Step 3: Generating probability distributions

Polls based on a sample of the whole population include a margin of error. To determine if DEMs will win a particular state, we will generate a random number using a normal distribution, with a mean of pct for that state’s poll. To account for the margin of error, we will use the following formula to calculate the standard deviation for the poll, which is based on the sample_size for that state.

stdv = 1 / (2 * math.sqrt(sample_size))

Step 4: Simulation

We now have enough data to simulate the elections.
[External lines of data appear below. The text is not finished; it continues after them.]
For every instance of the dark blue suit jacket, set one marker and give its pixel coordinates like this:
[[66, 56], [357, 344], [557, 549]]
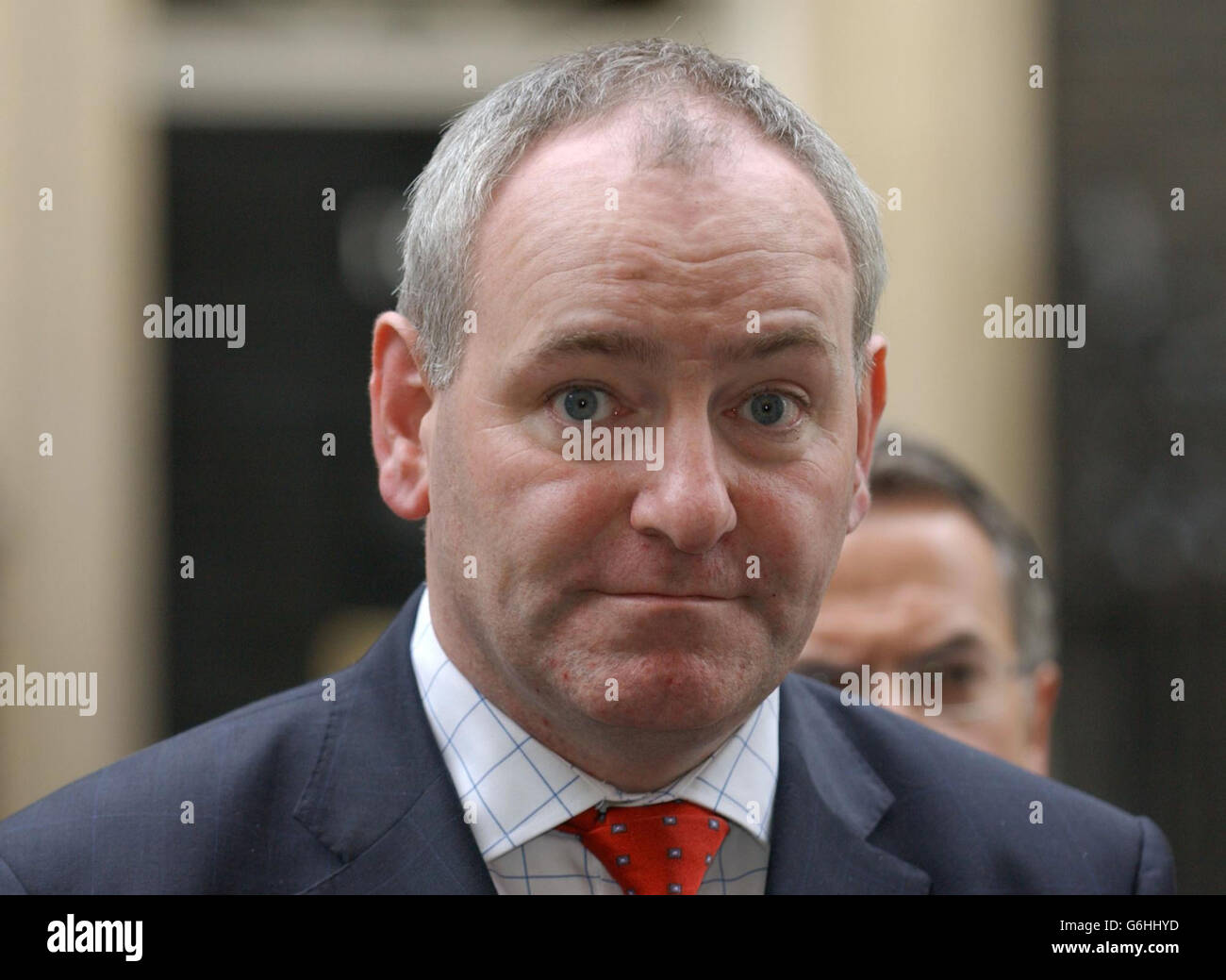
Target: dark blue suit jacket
[[295, 793]]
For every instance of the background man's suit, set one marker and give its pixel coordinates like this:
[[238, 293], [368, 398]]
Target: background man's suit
[[295, 793]]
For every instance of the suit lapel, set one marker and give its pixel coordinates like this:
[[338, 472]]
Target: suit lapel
[[381, 800], [380, 797], [828, 803]]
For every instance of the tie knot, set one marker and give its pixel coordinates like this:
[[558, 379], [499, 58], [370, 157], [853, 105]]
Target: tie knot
[[662, 849]]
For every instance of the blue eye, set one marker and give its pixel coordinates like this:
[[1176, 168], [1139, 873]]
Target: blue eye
[[769, 407], [580, 404]]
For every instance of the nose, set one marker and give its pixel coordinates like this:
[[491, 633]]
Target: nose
[[687, 499]]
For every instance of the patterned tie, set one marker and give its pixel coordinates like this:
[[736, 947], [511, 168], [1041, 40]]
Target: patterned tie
[[656, 850]]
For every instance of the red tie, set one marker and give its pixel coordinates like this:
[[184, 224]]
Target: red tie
[[657, 850]]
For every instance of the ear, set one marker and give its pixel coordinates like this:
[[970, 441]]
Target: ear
[[869, 413], [400, 417], [1046, 682]]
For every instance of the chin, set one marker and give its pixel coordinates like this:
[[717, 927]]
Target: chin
[[663, 690]]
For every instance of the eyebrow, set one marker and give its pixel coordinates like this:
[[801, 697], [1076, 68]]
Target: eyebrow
[[654, 354]]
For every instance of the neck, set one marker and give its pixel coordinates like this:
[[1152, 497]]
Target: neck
[[630, 758]]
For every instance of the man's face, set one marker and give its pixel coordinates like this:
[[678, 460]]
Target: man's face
[[693, 587], [919, 589]]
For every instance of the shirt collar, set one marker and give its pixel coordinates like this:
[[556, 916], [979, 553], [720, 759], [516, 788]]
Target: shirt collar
[[514, 789]]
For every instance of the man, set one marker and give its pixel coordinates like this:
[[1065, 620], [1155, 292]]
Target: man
[[592, 695], [936, 579]]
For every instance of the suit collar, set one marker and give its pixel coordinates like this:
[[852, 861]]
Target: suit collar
[[380, 797], [381, 800], [828, 803]]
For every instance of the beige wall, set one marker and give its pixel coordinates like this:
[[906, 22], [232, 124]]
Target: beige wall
[[930, 97], [933, 98], [77, 529]]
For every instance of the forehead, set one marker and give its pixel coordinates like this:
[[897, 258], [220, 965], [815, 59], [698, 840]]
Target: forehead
[[738, 224], [915, 560]]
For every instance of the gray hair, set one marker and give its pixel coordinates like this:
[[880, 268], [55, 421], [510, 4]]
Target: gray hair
[[922, 471], [481, 146]]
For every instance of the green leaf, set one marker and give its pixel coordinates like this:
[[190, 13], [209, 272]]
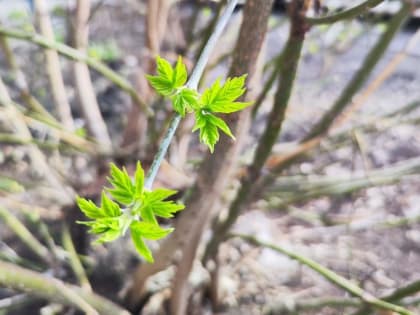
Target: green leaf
[[123, 189], [149, 231], [139, 180], [154, 204], [167, 209], [161, 86], [159, 194], [89, 208], [110, 208], [140, 245], [186, 100], [108, 228], [168, 79], [208, 125], [108, 236], [221, 99], [180, 74], [147, 214]]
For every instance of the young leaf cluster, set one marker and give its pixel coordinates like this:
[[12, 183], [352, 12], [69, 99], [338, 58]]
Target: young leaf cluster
[[127, 205], [217, 99]]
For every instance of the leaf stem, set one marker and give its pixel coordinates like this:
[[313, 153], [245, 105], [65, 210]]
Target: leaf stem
[[192, 84]]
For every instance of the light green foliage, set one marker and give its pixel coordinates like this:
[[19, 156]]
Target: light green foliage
[[128, 205], [218, 98], [168, 79]]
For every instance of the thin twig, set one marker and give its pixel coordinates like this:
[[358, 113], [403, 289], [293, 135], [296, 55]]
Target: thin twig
[[361, 75], [330, 275], [346, 14], [76, 55], [52, 289], [52, 63], [287, 73], [192, 83]]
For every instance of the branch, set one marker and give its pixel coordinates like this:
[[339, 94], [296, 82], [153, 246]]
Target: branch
[[410, 289], [192, 83], [53, 67], [76, 55], [287, 73], [52, 289], [344, 15], [330, 275], [301, 188], [84, 87], [361, 75]]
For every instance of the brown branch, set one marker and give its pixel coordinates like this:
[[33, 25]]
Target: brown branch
[[51, 289], [53, 67], [287, 74], [84, 86]]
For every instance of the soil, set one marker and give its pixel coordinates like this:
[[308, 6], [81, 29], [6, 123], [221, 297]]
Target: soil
[[344, 233]]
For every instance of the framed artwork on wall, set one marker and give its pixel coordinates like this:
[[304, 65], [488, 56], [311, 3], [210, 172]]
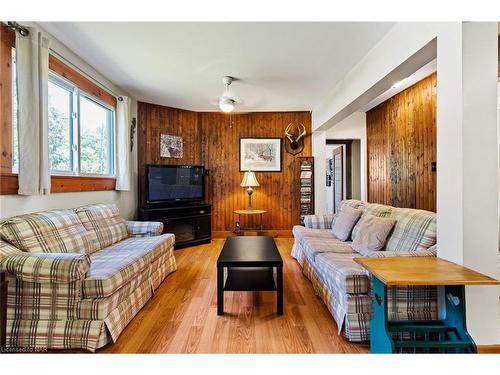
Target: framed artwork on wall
[[260, 154], [171, 146]]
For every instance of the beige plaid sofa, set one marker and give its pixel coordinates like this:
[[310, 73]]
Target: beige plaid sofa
[[345, 286], [78, 277]]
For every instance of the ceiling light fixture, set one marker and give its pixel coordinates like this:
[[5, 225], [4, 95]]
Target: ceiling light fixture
[[226, 104], [226, 101], [398, 84]]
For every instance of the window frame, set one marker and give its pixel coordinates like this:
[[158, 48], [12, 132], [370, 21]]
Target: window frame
[[59, 183], [76, 129]]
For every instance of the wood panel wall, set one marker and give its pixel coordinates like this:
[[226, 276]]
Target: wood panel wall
[[210, 140], [401, 142]]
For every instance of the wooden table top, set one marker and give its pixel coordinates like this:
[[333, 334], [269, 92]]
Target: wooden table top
[[249, 212], [423, 271]]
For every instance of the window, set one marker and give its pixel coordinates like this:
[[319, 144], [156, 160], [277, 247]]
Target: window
[[81, 131], [80, 127]]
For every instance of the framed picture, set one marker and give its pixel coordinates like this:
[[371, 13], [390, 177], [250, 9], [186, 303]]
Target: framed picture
[[171, 146], [260, 154]]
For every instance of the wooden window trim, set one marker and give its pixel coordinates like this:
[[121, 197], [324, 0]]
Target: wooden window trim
[[59, 184], [83, 83]]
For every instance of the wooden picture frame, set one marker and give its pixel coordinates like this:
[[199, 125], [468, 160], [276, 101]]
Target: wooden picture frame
[[260, 154]]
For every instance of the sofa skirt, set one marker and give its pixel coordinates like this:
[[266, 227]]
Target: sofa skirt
[[40, 335]]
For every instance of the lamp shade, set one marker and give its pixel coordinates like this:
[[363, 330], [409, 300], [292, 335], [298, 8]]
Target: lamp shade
[[249, 180]]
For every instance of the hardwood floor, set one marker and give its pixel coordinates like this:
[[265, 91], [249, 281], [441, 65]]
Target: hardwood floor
[[182, 315]]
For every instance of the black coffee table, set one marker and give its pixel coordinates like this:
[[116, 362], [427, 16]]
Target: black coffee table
[[250, 263]]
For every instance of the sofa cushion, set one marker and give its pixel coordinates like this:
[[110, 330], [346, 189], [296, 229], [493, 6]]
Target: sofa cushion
[[7, 249], [374, 209], [414, 230], [56, 231], [373, 233], [300, 232], [339, 271], [312, 246], [345, 221], [104, 222], [116, 265]]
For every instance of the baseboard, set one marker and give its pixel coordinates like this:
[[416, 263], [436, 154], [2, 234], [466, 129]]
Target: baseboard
[[273, 233], [488, 349]]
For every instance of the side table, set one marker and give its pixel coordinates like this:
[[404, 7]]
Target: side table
[[428, 336], [3, 310]]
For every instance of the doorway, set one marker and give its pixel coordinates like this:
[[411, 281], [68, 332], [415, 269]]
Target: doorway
[[343, 171], [337, 170]]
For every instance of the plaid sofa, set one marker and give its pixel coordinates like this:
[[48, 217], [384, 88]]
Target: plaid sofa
[[345, 286], [78, 277]]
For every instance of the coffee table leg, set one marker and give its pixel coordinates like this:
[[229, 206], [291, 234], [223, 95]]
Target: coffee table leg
[[279, 289], [220, 290]]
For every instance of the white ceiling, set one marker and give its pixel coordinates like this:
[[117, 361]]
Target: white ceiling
[[279, 66]]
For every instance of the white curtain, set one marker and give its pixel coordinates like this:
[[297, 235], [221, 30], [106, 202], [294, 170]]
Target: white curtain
[[122, 143], [32, 72]]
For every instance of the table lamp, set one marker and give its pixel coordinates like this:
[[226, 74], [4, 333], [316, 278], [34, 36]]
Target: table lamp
[[249, 181]]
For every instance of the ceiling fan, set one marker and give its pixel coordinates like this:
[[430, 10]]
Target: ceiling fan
[[227, 101]]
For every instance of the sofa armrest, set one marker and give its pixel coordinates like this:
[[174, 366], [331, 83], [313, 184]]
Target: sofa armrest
[[430, 252], [46, 267], [318, 221], [144, 228]]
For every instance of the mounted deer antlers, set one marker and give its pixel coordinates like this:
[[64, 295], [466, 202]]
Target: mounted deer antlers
[[294, 133]]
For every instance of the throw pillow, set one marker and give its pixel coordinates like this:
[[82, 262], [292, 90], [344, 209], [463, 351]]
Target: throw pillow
[[372, 233], [344, 222]]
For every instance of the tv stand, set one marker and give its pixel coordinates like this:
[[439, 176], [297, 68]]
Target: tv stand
[[190, 222]]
For each seat, generate a percentage of voters choosing DEM. If this generated value is greater than 0.5, then award the seat to the Democrats. Run the election simulation 40,000 times and collect the results of each simulation.

Plot the (binary) outcomes (e.g. “won” or “lost”) for each state using a bar chart.

Step 5: Conclusion

Download current U.S. Senate data. The file should be called “1976-2020-senate.csv”. Load this file up in a Jupyter notebook as a Pandas DataFrame. Examine its shape and features and produce a data dictionary explaining each column and what a row of data represents.

Using the data in this file, and the results of your Monte Carlo simulations, clearly state your predicted 2022 mid-term election outcomes. Will the Democrats maintain control of the U.S. Senate? How closely do your results match the predictions at FiveThirtyEight? What could explain any differences you see? What other assumptions did we implicitly make in our simulation?

What To Turn In

As you work on this lab, record all of your progress in a Jupyter notebook. Record your solutions and attempts in Code blocks, and annotate what you did with MarkDown blocks. Cite all the webpages you find and use in your search for your solution. A good solution should read like a self-contained report.

  • Add your name and your lab partner at the top of the notebook.
  • https://dillinger.io/ for good MarkDown styling.
  • Overleaf for good LaTeX styling.
  • Go to the file menu and do “Kernel -> Restart and Run All” before submitting. This ensures there are no runtime errors and all figures are generated correctly.

Grading

  • Complete: Notebook can be read easily w/o needing to reference this page for additional detail. It should read like a self-contained report. It can be executed without producing runtime errors. All steps (1-5) are finished and all discussion questions are answered.

  • Partially complete: Notebook can be executed without producing runtime errors. Steps (1-5) are attempted.

  • Bonus: If you complete the lab before the mid-terms on November 8th, then you can get 15 additional points added to your Exam #2 grade. this is enough to turn a “B” into an “A”.